Improvement of detection sensitivity of T-2 and HT-2 toxins using different fluorescent labeling reagents by high-performance liquid chromatography.

Talanta (2008-03-29)
Vincenzo Lippolis, Michelangelo Pascale, Chris M Maragos, Angelo Visconti
ABSTRACT

T-2 and HT-2 toxins are Fusarium mycotoxins that can occur in cereals and cereal-based products. Three fluorescent labeling reagents, i.e. 1-naphthoyl chloride (1-NC), 2-naphthoyl chloride (2-NC) and pyrene-1-carbonyl cyanide (PCC), were used for the determination of T-2 and HT-2 toxins by high-performance liquid chromatography (HPLC) with fluorescence detection (FD). Pre-column derivatization of T-2 and HT-2 toxins was carried out under mild conditions (50 degrees C, 10 min) in toluene with 4-dimethylaminopyridine (DMAP) as catalyst. All fluorescent derivatives were identified and characterized by HPLC-tandem mass spectrometry (HPLC-MS/MS). Optimal stoichiometric ratios (toxin:derivatizing reagent:catalyst), linear range and repeatability of the reaction, stability and sensitivity of the derivatives were determined. A wide linear range (10-1000 ng of either derivatized T-2 or HT-2 toxin), good stability (up to 2 weeks at -20 degrees C or 5 days at room temperature) of the fluorescent derivatives and good repeatability of the reaction (RSD</=8%) were observed.
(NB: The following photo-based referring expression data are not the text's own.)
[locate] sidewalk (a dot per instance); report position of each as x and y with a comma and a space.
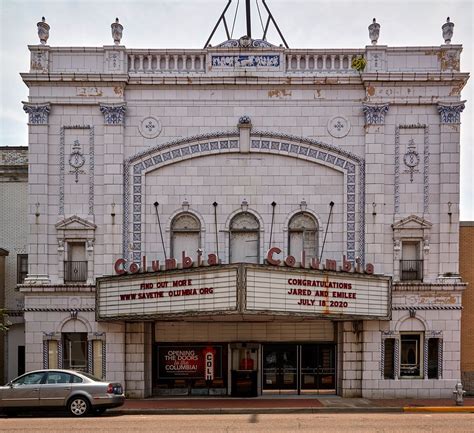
288, 404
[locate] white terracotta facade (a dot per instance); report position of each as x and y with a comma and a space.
113, 130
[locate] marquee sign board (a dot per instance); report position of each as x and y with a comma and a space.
317, 293
243, 289
172, 292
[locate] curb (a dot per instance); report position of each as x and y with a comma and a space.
251, 411
439, 409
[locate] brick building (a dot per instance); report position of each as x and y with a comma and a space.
13, 239
246, 218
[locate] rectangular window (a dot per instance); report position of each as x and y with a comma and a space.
433, 356
389, 359
97, 358
410, 355
53, 354
75, 350
75, 268
22, 268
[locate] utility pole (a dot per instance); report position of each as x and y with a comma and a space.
247, 14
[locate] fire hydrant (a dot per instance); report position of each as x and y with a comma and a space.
459, 394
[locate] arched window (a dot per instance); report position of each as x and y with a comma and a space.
303, 235
185, 235
244, 239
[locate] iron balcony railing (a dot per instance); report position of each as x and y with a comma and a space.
411, 270
75, 272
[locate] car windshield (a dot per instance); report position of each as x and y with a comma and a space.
89, 376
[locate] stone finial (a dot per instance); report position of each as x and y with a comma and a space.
117, 30
374, 31
43, 31
245, 120
447, 28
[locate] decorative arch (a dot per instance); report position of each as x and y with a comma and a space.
420, 320
349, 164
82, 320
186, 224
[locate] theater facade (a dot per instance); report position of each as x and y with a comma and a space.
246, 219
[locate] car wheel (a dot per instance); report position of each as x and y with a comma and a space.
79, 406
9, 412
98, 410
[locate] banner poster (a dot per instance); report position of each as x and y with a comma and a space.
190, 362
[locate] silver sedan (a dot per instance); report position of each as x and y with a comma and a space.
80, 393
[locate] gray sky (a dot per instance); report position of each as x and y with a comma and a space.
188, 23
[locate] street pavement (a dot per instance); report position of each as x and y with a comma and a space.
249, 423
289, 404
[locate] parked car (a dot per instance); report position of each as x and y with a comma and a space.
80, 393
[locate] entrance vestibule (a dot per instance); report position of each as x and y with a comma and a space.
299, 369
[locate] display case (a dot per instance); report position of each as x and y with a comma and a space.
244, 371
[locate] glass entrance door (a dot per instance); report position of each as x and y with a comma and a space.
299, 368
280, 368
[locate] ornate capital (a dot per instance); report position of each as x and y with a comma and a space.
37, 113
451, 113
244, 120
375, 113
114, 114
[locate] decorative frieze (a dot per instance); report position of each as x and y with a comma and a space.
411, 160
451, 113
77, 162
37, 113
246, 61
114, 114
375, 113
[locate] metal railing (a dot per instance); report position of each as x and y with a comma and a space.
75, 272
411, 270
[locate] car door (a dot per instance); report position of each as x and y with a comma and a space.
56, 389
24, 391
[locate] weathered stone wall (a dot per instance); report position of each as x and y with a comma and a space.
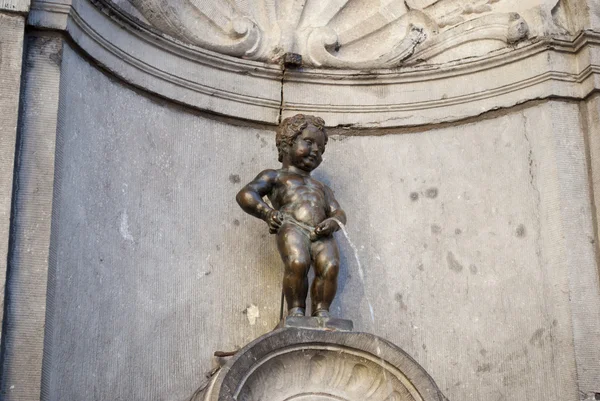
11, 47
476, 240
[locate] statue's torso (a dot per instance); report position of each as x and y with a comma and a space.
301, 197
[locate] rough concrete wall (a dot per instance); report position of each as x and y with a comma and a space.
473, 239
20, 6
11, 53
30, 230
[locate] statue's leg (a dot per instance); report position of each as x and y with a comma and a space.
294, 248
327, 266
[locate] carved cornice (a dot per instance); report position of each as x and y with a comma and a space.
412, 95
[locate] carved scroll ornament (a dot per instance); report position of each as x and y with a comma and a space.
353, 34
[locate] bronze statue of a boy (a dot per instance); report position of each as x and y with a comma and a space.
304, 215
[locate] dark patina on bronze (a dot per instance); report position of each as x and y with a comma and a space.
304, 215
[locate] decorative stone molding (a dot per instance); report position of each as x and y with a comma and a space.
344, 34
415, 94
300, 364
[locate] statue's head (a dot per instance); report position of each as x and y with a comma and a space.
302, 139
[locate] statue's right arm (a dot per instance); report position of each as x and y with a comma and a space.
250, 198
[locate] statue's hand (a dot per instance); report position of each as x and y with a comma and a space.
326, 228
274, 220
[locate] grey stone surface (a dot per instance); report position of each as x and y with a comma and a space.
316, 323
30, 230
11, 53
19, 6
475, 240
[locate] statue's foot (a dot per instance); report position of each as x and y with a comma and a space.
296, 312
321, 313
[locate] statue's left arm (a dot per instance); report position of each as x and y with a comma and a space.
329, 225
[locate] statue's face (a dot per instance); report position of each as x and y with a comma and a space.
306, 153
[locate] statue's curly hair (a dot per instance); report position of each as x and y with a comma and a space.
291, 127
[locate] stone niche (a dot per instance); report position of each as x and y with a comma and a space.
463, 146
317, 365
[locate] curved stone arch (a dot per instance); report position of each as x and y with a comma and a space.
387, 97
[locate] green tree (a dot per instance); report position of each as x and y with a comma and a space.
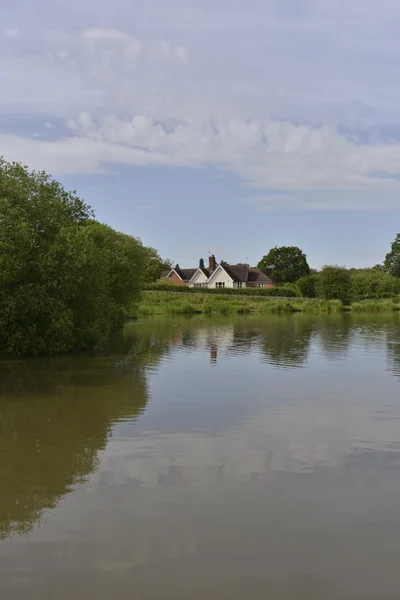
307, 286
154, 265
66, 281
285, 264
392, 260
373, 284
334, 283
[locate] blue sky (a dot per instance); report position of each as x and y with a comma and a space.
223, 126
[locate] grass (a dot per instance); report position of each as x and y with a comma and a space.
374, 306
165, 303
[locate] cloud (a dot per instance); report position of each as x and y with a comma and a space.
11, 34
295, 101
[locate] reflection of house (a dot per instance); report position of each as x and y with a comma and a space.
220, 276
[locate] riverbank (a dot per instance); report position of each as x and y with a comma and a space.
169, 303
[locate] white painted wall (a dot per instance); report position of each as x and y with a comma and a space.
198, 277
219, 275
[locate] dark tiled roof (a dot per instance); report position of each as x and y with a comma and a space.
258, 276
237, 272
186, 274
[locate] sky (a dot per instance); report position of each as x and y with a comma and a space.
223, 126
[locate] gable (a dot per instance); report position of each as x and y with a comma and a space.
199, 277
220, 274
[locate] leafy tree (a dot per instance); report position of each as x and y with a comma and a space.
285, 264
66, 281
392, 260
154, 265
334, 283
373, 284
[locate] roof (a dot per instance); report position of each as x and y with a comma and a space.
258, 276
185, 274
237, 272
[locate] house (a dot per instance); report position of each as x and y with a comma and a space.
219, 276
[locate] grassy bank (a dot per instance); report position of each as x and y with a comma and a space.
167, 303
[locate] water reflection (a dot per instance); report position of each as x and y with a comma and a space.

Detection limits (based on a signal-to-noise ratio of 3:1) were 10.0, 6.3 and 2.0 ng for derivatized T-2 toxin and 6.3, 2.3 and 2.8 ng for derivatized HT-2 toxin with 1-NC, 2-NC and PCC, respectively. In terms of sensitivity and repeatability, PCC and 2-NC reagents showed better performance than 1-anthroylnitrile (1-AN), a previously reported labeling reagent for T-2- and HT-2 toxins. Preliminary studies also showed the applicability of PCC and 2-NC as fluorescent labeling reagents for the simultaneous determination of T-2 and HT-2 toxins in cereal grains by HPLC/FD following immunoaffinity column clean-up.